In the end they have succeeded in persuading a minority of people into scapegoating all Muslims for the actions of a few and to engage in rash vigilantism against the greater Muslim community.

They have done this through picketing places of worship, assaulting innocent men and women on public transport, intimidating families on the street, planning a celebration for the 10th anniversary of a notorious race riot and discriminating against people based solely on their religious beliefs.

These acts do not reflect the Australia I grew up in and that I know exists today — where people from different races, cultures and faiths and whom together forge a collective Australian identity that values inclusivity, compassion, mateship, courage and the egalitarian “fair go”.

These are ideals I’m sure most Australians proclaim they stand by. And yet, if we decide to abandon these values we claim define us, in times of crisis, do we really deserve them?

I do not mean to vilify or disregard the genuine concerns of others. Thankfully we live in a liberal democracy where people can largely express their views no matter how unpopular they may or may not be.

Positive change and social harmony will not occur through belittling the legitimate concerns of some fellow Australians, who believe they’re campaigning for a safer and more secure Australia.


It is only natural to want to protect oneself, one’s friends and one’s family.

However, ostracising and attacking other innocent people out of fear and ignorance will not stop terrorism — if anything, it only seeks to help the terrorist’s cause.

‘The best way to undermine IS recruiters’

For terrorist groups like Islamic State (IS) to survive, their biggest challenge is to legitimise themselves to Muslims across the globe.

Like most gangs and cults, it is well known that IS recruiters prey on the vulnerable, the isolated and the disenfranchised — people who feel abandoned or vilified by their communities.

To them, IS propaganda feeds the innate human desire to belong — by promising camaraderie, brotherhood and a “greater purpose”.

Thus, it seems like common sense to me that the best way to undermine IS recruiters and their propaganda is to stop making Australian Muslims feel isolated.

Perhaps if we stopped trying to force Australian Muslims out of mainstream society in the name of national security, and if we start to once again treat each other with mutual respect and understanding, then maybe Australian Muslims may feel that they have the opportunity and desire to be a part of the broader Australian community.

I know that I am not alone in this belief.

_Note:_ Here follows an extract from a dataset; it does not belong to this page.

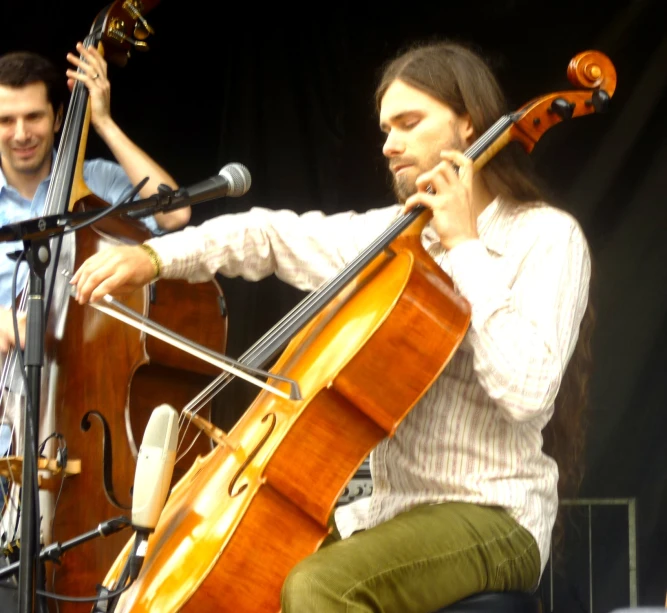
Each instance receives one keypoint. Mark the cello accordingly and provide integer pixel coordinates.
(245, 514)
(101, 379)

While some in the aftermath of the Sydney siege succumbed to fear and bigotry, millions of Australians voiced their belief in unity and multiculturalism through the #illridewithyou hashtag.


Across the sea in Great Britain, millions more refuse to let extremists rip their communities apart through the #YouAintNoMuslimBruv hashtag.

Back home, we now have bipartisan support for messages of tolerance and mutual respect.

Changes in rhetoric show that today’s leaders in government are no longer interested in pointing fingers and spreading fear, and are more interested in promoting unity and level headedness.

This week marks the first of many anniversaries where we will mourn the loss of Tori and Katrina.

We will mourn together as Australians — no matter where we were born or what we believe in — for the needless loss of two of our own.

We will also pay tribute to all the other victims of senseless violence across the globe — both those published in the news and the countless others whose stories remain untold each day.

Yet, I hope that in years coming we will not have to also mourn the loss of our empathy and foresight.

Rather, I hope that we look back proudly that we overcame knee-jerk fear and ignorance, and instead chose to work together and make a difference in a world that needs people to do just that.